Quale che sia stato il percorso prescelto ha poca importanza o poca dovrebbe averne in generale. Il più contrito e penitente dei collaboratori potrebbe rendere dichiarazioni totalmente sprovviste di riscontri obiettivi e il più callido e infido dei pentiti potrebbe portare con sé messe di prove a sostegno delle proprie accuse. L’uno potrà aspirare al perdono divino, l’altro alle prebende statali di questa vita. E guai se non fosse così. Guai se si cedesse alla tentazione, come troppe volte accade, di poter supplire alla fredda e oggettiva valutazione dei fatti con la propria, ipertrofica autostima di infallibile investigatore. Gli annali sono pieni di inquirenti che pretendono di “fiutare” la genuinità del pentito, come se la natura li avesse dotati di un’infallibile bacchetta rabdomantica su cui fanno pieno affidamento, finendo poi per sbattere contro la mancanza di riscontri e le assoluzioni. Talvolta la lezione serve, malgrado i gravi danni collaterali che ha generato, altre volte il segugio la ignora e impreca contro i lacci e lacciuoli del sistema che ostacolano la ricerca della verità in nome di qualche superflua rassicurazione e garanzia.

È troppo avventato dirlo, ma a spanne potrebbe essere accaduto qualcosa del genere anche di recente per le prime, concitate indagini sul disastro della seggiovia di Mottarone, quando i cronisti erano estasiati a fronte delle iniziali notizie sulla crisi religiosa e sulle giaculatorie in carcere del primo sospettato che, immerso in cella nelle preghiere, aveva chiamato in correità gli altri.
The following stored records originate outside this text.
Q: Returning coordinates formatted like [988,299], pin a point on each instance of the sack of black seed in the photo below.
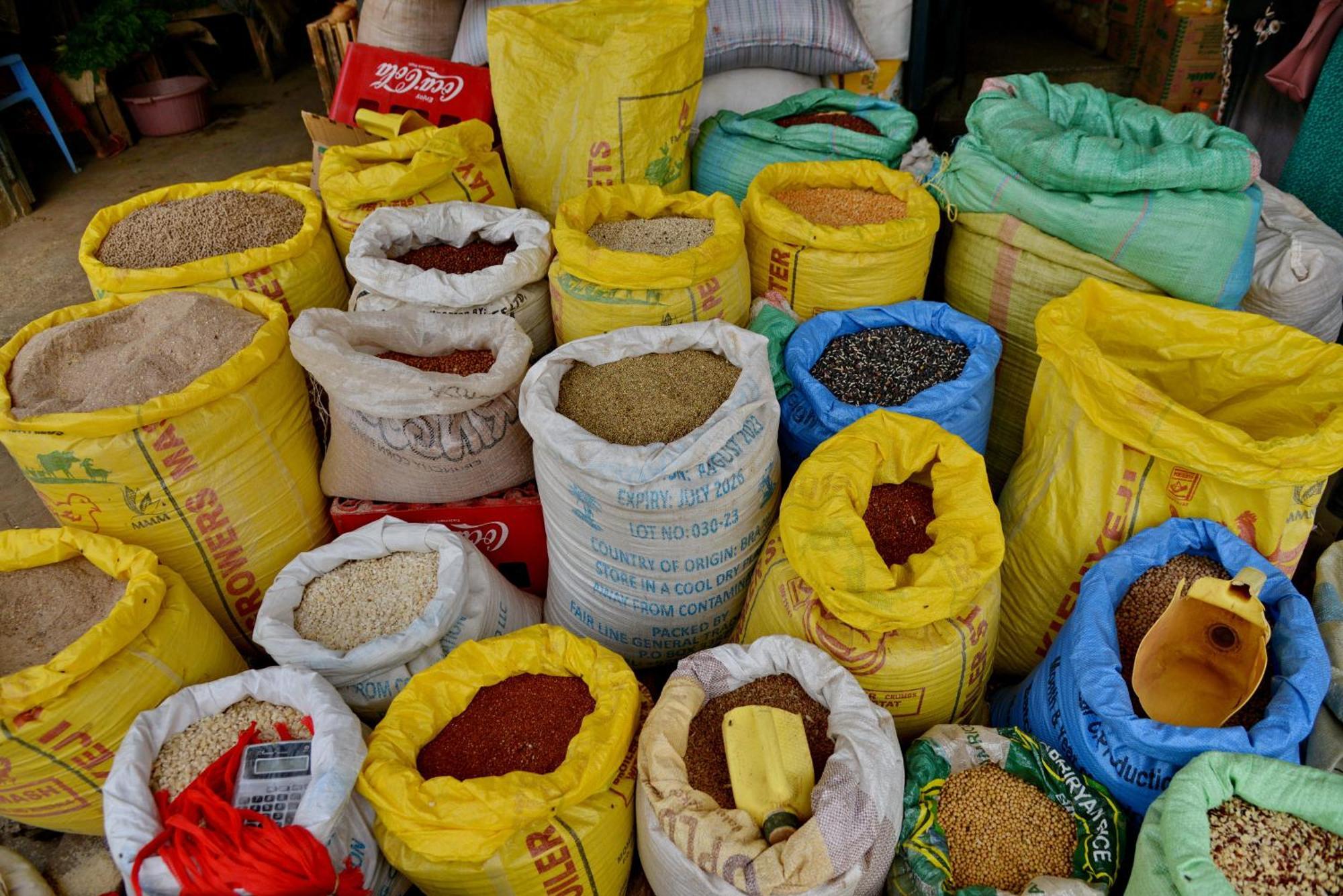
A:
[922,358]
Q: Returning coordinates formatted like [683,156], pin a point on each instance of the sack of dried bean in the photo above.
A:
[994,811]
[919,631]
[1079,699]
[434,423]
[1240,824]
[879,255]
[426,165]
[92,632]
[816,126]
[1148,408]
[387,278]
[263,235]
[694,268]
[330,811]
[531,834]
[652,541]
[844,850]
[385,601]
[218,477]
[921,358]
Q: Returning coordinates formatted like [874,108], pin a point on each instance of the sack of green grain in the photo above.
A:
[463,272]
[382,603]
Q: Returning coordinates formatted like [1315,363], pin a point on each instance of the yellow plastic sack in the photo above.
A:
[598,93]
[526,835]
[1148,408]
[426,165]
[597,290]
[62,722]
[919,638]
[835,268]
[302,272]
[218,479]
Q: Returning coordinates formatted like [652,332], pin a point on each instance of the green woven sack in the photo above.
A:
[1173,847]
[1168,197]
[733,148]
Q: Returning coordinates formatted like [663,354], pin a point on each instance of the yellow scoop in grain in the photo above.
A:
[1207,655]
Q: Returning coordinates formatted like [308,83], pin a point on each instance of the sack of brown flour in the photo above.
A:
[467,600]
[401,434]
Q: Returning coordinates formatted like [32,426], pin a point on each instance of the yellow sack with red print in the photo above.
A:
[218,479]
[597,290]
[302,272]
[422,166]
[1148,408]
[527,835]
[64,721]
[921,636]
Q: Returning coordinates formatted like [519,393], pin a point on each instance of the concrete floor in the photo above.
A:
[256,123]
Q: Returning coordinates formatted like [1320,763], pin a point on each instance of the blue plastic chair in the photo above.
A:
[29,90]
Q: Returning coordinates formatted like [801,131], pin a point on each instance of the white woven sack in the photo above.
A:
[858,800]
[1298,267]
[473,601]
[652,546]
[331,809]
[518,287]
[406,435]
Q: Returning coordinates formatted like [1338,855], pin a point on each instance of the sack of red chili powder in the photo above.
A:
[566,834]
[918,634]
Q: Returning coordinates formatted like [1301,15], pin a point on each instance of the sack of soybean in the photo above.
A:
[612,270]
[1080,699]
[382,603]
[170,745]
[994,811]
[844,850]
[733,146]
[652,544]
[962,404]
[516,286]
[406,434]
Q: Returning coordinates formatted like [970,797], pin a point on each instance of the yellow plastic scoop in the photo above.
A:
[1207,655]
[770,766]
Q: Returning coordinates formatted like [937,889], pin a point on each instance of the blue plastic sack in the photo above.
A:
[962,407]
[1078,701]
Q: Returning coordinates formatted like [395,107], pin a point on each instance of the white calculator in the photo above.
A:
[273,779]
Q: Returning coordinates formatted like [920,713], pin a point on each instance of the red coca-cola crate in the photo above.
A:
[507,526]
[390,81]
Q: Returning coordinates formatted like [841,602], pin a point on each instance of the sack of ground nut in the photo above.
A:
[424,407]
[993,811]
[167,748]
[456,258]
[844,850]
[385,601]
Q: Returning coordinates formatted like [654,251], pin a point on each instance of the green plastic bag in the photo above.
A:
[1176,834]
[923,864]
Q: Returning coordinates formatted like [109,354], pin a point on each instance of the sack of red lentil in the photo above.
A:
[424,407]
[1079,698]
[1234,824]
[921,358]
[994,811]
[491,776]
[152,756]
[632,255]
[444,258]
[382,603]
[653,533]
[844,850]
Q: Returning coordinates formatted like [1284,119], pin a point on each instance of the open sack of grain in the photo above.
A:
[844,850]
[385,601]
[456,258]
[424,407]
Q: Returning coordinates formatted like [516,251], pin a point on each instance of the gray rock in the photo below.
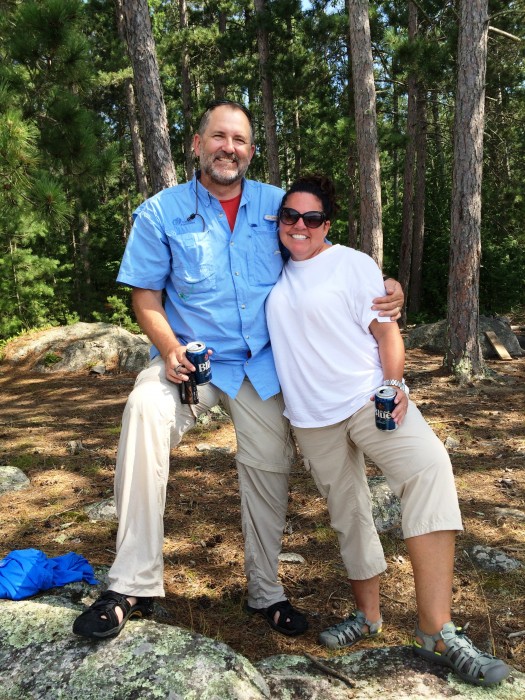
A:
[104,510]
[433,337]
[490,559]
[45,661]
[386,506]
[40,659]
[385,673]
[12,479]
[510,513]
[82,346]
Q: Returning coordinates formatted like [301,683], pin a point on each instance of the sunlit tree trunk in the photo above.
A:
[270,122]
[150,99]
[418,222]
[139,163]
[366,130]
[407,228]
[463,357]
[189,160]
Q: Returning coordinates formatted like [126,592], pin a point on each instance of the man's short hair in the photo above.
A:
[227,103]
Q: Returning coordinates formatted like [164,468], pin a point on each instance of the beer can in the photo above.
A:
[197,354]
[384,401]
[188,390]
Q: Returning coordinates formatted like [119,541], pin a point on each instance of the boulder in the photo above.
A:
[79,347]
[40,659]
[13,479]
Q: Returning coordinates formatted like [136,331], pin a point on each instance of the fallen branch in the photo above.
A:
[330,671]
[512,635]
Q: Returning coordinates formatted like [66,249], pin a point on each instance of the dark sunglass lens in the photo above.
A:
[313,219]
[289,216]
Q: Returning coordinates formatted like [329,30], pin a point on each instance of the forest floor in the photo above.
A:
[40,414]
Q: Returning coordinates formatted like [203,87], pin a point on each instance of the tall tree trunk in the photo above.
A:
[351,160]
[463,357]
[152,110]
[418,222]
[270,123]
[136,142]
[219,83]
[407,227]
[189,161]
[366,130]
[139,164]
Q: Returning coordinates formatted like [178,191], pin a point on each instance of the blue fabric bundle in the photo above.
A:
[25,572]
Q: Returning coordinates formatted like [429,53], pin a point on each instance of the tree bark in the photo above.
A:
[418,222]
[189,160]
[139,164]
[219,84]
[366,130]
[463,357]
[407,222]
[152,110]
[270,123]
[351,160]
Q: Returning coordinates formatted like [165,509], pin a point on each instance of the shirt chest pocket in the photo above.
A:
[264,257]
[193,261]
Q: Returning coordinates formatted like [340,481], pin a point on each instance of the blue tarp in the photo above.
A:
[25,572]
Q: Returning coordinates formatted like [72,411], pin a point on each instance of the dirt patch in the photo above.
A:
[41,415]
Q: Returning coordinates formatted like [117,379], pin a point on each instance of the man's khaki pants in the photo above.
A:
[154,421]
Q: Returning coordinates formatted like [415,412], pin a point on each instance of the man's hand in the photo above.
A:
[392,303]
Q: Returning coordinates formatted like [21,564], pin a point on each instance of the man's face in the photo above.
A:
[225,149]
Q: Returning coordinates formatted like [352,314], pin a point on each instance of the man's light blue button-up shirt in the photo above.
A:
[216,281]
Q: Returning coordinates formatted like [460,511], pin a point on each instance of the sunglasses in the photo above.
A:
[312,219]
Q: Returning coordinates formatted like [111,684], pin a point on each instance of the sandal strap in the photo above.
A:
[107,602]
[460,654]
[350,631]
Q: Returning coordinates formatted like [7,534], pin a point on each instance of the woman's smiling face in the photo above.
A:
[303,242]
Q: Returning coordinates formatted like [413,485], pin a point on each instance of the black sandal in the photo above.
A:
[290,622]
[100,619]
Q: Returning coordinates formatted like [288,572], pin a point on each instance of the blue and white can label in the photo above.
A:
[384,401]
[197,354]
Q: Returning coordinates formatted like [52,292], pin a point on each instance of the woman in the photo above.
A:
[332,352]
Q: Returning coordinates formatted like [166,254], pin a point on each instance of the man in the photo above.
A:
[202,258]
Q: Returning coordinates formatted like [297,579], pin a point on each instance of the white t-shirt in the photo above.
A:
[318,316]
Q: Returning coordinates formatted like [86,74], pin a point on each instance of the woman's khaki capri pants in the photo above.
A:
[416,466]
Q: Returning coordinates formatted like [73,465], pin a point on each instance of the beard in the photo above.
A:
[211,165]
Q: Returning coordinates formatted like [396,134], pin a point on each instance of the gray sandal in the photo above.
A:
[350,631]
[470,664]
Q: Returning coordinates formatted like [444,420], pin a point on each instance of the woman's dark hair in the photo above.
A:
[318,185]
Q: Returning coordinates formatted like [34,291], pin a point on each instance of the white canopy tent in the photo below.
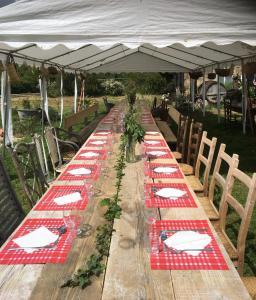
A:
[128,36]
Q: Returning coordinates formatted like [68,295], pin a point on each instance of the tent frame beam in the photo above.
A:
[196,55]
[66,53]
[157,51]
[80,60]
[220,51]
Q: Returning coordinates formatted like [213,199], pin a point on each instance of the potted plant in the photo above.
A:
[195,74]
[250,68]
[27,112]
[133,133]
[131,93]
[211,76]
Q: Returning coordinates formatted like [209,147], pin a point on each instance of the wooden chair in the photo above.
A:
[61,152]
[203,161]
[194,140]
[236,253]
[180,153]
[39,143]
[11,213]
[218,180]
[250,284]
[31,176]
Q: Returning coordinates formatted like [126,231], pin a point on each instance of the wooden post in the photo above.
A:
[218,98]
[204,93]
[192,82]
[244,97]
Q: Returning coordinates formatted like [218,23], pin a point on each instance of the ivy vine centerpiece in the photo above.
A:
[133,134]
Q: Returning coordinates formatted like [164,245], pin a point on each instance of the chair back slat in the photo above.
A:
[245,212]
[206,161]
[195,135]
[182,136]
[52,147]
[31,176]
[11,213]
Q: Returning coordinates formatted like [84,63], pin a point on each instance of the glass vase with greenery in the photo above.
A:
[131,93]
[133,133]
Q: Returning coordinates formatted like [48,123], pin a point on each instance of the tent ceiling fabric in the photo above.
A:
[130,36]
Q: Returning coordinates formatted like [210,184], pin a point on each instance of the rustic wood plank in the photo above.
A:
[128,274]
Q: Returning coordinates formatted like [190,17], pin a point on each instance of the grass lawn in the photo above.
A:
[232,136]
[245,147]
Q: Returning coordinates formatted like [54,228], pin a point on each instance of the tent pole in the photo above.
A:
[244,97]
[204,94]
[218,99]
[192,82]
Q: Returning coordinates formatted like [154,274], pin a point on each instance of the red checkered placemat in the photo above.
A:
[102,154]
[90,143]
[153,200]
[167,150]
[160,143]
[167,260]
[47,201]
[147,121]
[102,133]
[95,170]
[56,254]
[149,170]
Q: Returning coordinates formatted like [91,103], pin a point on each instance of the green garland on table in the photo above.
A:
[94,265]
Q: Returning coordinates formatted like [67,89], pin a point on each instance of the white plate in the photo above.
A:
[89,154]
[80,171]
[157,153]
[165,170]
[152,133]
[66,199]
[188,240]
[39,237]
[171,193]
[152,142]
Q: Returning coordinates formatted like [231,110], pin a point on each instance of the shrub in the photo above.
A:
[113,87]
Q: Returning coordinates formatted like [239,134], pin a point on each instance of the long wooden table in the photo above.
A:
[128,274]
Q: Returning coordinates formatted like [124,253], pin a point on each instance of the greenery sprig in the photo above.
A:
[94,265]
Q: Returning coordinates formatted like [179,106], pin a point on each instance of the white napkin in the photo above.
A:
[66,199]
[40,237]
[188,240]
[170,193]
[166,170]
[152,133]
[80,171]
[98,142]
[157,153]
[152,142]
[103,133]
[90,154]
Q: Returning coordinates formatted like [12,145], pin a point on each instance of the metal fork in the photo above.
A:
[176,251]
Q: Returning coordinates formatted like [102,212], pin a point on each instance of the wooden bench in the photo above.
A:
[164,126]
[81,117]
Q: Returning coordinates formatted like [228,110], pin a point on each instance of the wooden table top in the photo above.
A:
[128,273]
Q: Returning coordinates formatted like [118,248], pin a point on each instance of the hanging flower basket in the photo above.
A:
[82,76]
[195,74]
[12,72]
[44,71]
[1,67]
[223,72]
[211,76]
[52,70]
[250,68]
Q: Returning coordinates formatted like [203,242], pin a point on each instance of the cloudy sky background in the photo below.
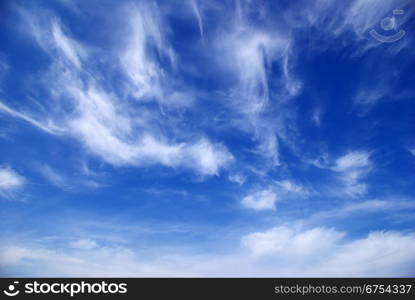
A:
[206,138]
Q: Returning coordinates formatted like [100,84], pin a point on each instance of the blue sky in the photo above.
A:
[207,138]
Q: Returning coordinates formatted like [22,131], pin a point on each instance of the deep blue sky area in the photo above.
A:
[207,138]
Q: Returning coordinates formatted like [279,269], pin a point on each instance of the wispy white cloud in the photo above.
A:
[84,244]
[53,176]
[352,167]
[113,129]
[279,251]
[198,15]
[260,200]
[10,181]
[49,126]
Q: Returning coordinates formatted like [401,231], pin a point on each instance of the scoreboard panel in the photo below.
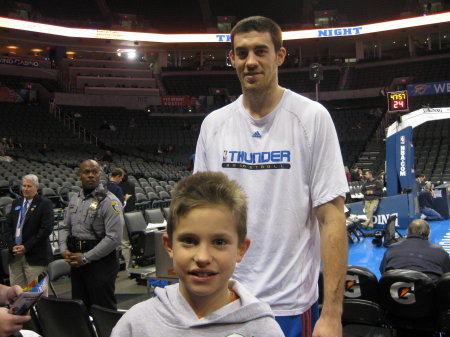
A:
[397,101]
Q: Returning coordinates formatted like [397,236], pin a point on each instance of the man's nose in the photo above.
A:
[251,60]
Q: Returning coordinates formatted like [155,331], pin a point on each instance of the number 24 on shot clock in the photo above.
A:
[397,101]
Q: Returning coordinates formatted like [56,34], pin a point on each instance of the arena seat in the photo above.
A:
[361,283]
[409,299]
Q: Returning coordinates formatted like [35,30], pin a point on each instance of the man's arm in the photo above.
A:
[334,252]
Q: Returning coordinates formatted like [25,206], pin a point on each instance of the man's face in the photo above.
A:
[89,174]
[256,60]
[205,248]
[29,189]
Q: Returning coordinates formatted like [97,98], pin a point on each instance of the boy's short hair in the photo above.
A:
[205,189]
[260,24]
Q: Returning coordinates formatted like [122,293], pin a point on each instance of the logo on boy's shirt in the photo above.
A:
[270,160]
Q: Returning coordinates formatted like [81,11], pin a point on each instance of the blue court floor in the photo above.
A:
[365,254]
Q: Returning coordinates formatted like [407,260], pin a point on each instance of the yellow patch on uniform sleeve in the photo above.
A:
[115,206]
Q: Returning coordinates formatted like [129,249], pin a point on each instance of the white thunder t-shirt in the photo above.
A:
[288,162]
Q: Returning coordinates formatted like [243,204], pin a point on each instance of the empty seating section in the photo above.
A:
[199,84]
[160,15]
[354,128]
[19,82]
[32,125]
[74,14]
[298,80]
[99,77]
[147,132]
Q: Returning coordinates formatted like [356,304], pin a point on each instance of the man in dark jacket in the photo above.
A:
[28,227]
[417,253]
[372,191]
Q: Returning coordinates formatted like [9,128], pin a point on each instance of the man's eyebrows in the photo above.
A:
[262,46]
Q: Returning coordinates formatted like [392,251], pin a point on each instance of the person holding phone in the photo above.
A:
[10,323]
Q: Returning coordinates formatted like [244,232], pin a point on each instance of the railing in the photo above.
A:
[71,124]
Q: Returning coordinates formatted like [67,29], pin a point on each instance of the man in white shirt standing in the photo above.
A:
[283,150]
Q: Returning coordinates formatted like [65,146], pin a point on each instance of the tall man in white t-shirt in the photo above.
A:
[283,149]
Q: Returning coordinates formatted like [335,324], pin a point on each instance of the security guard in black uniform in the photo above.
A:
[88,241]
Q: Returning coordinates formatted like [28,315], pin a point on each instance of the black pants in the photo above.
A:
[94,283]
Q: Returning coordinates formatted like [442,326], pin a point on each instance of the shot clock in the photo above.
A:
[397,101]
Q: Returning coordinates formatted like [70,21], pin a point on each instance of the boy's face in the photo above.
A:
[205,250]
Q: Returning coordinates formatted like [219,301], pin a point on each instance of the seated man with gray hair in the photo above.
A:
[27,232]
[417,253]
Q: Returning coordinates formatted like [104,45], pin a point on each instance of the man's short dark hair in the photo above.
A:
[419,227]
[259,24]
[117,172]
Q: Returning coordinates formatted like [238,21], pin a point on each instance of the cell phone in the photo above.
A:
[32,293]
[23,303]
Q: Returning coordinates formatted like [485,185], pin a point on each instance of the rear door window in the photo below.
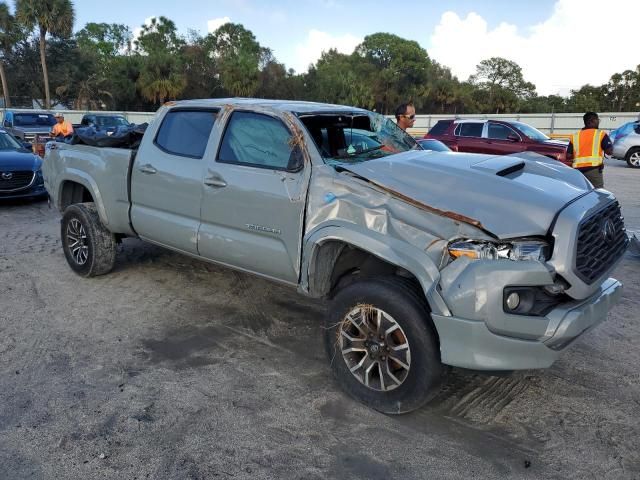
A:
[496,131]
[256,140]
[440,128]
[186,132]
[469,130]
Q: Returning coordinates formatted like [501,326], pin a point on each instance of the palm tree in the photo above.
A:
[54,17]
[7,39]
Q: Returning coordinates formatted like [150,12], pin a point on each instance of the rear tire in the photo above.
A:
[89,247]
[633,157]
[392,366]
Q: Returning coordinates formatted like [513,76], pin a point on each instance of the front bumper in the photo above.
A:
[471,344]
[30,192]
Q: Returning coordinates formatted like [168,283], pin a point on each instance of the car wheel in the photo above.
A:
[88,246]
[633,157]
[382,345]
In fondo è proprio ciò che desideriamo. Vogliamo che il reprobo ammetta le proprie colpe e si liberi del peccato che ha commesso confessandosi in pubblico e chiedendo perdono; non vogliamo una solida e gelida collaborazione con la giustizia, ma l’ammissione corale dell’errore che ci fortifica e rassicura, rendendoci migliori, eticamente superiori, rispetto a chi sbaglia e lo riconosce con un atto di sottomissione. La celebrazione dell’autodafè, elaborato dall’inquisizione spagnola, in cui si proclamava la sentenza e si raccoglievano le abiure dei condannati. Nelle ultime settimane questo universo retorico è in fibrillazione e scricchiola.

L’ordinanza della Consulta sull’ergastolo ostativo ai benefici senza la collaborazione di giustizia, la pronuncia delle Sezioni unite della Cassazione sull’affiliazione di mafia come mero atteggiamento interiore privo da solo di autosufficienza sanzionatoria, la liberazione di Giovanni Brusca di cui taluno lamenta che si ignori il vero ravvedimento interiore, sono nient’altro che le declinazioni di una grammatica giuridica che stenta ancora a fare laicamente i conti con l’insondabilità dell’animo umano, con l’inesplorabilità della coscienza, con l’impossibilità di misurare la rieducazione se non con canoni oggettivi ed esteriori. E questa, si badi bene, non è una resa di fronte alla dissimulazione astuta o al camouflage comportamentale, ma la indispensabile presa di consapevolezza che l’ordinamento quando viene a contatto con le opzioni interiori dell’uomo si deve ritrarre e giudicare le parole alla luce dei fatti e mai il contrario.